The following highlights some of the major points Division I institutions should take from this column:
- A transfer math course satisfies the transfer requirement if the certifying institution’s math department accepts the course as math credit. A label of MATH for the course is not required to meet the transfer requirement.
- A transfer math course does not need to match a specific course offered at the certifying institution. A math elective may fulfill the transferable math requirement.
- A course meets the transfer requirement if the math department determines it to fulfill a math credit requirement in any degree program at the certifying institution, however, a course that transferred into another department but met a quantitative reasoning requirement would not be considered a math course (e.g., logic course offered in the philosophy department).
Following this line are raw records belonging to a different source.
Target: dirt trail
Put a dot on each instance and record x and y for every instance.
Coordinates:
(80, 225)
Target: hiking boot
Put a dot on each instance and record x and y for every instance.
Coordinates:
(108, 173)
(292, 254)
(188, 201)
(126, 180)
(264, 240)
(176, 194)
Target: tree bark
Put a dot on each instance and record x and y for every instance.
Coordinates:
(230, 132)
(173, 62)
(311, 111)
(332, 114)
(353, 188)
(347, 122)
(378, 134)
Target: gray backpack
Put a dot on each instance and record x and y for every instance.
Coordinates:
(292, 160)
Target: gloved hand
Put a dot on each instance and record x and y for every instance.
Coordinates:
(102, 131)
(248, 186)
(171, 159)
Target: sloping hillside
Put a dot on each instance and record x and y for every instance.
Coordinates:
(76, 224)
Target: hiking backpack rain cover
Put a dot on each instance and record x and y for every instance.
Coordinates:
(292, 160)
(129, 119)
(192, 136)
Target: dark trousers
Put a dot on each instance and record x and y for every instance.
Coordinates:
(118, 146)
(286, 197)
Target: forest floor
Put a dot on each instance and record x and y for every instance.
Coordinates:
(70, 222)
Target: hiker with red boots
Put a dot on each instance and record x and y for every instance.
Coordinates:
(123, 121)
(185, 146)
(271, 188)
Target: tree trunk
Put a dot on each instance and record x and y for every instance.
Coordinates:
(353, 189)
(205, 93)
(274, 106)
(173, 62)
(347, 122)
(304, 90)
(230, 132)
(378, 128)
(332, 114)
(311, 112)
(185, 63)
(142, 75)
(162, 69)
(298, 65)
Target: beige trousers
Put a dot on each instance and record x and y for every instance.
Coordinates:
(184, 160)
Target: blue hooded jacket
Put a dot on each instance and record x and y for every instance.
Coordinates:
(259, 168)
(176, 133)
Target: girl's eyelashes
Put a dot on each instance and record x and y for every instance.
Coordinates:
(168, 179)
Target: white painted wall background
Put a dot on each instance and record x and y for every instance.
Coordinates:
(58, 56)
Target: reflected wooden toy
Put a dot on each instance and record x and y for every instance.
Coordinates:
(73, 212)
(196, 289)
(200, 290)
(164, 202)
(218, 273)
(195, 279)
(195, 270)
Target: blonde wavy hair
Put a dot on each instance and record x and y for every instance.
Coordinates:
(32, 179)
- A transfer English course meets the transfer requirement if the English department determines it to fulfill an English credit requirement in any degree program at the certifying institution.
- A transfer English course that transferred into another department but met a writing requirement would not be considered an English course (e.g., history course with a writing component).
This educational column references NCAA Division I Bylaws 220.127.116.11 (not a qualifier) (applicable to student-athletes who first enroll full-time in a collegiate institution on or after August 1, 2009), staff interpretation (3/19/09, Item No. b) and an educational column (11/05/09, Item No. 1).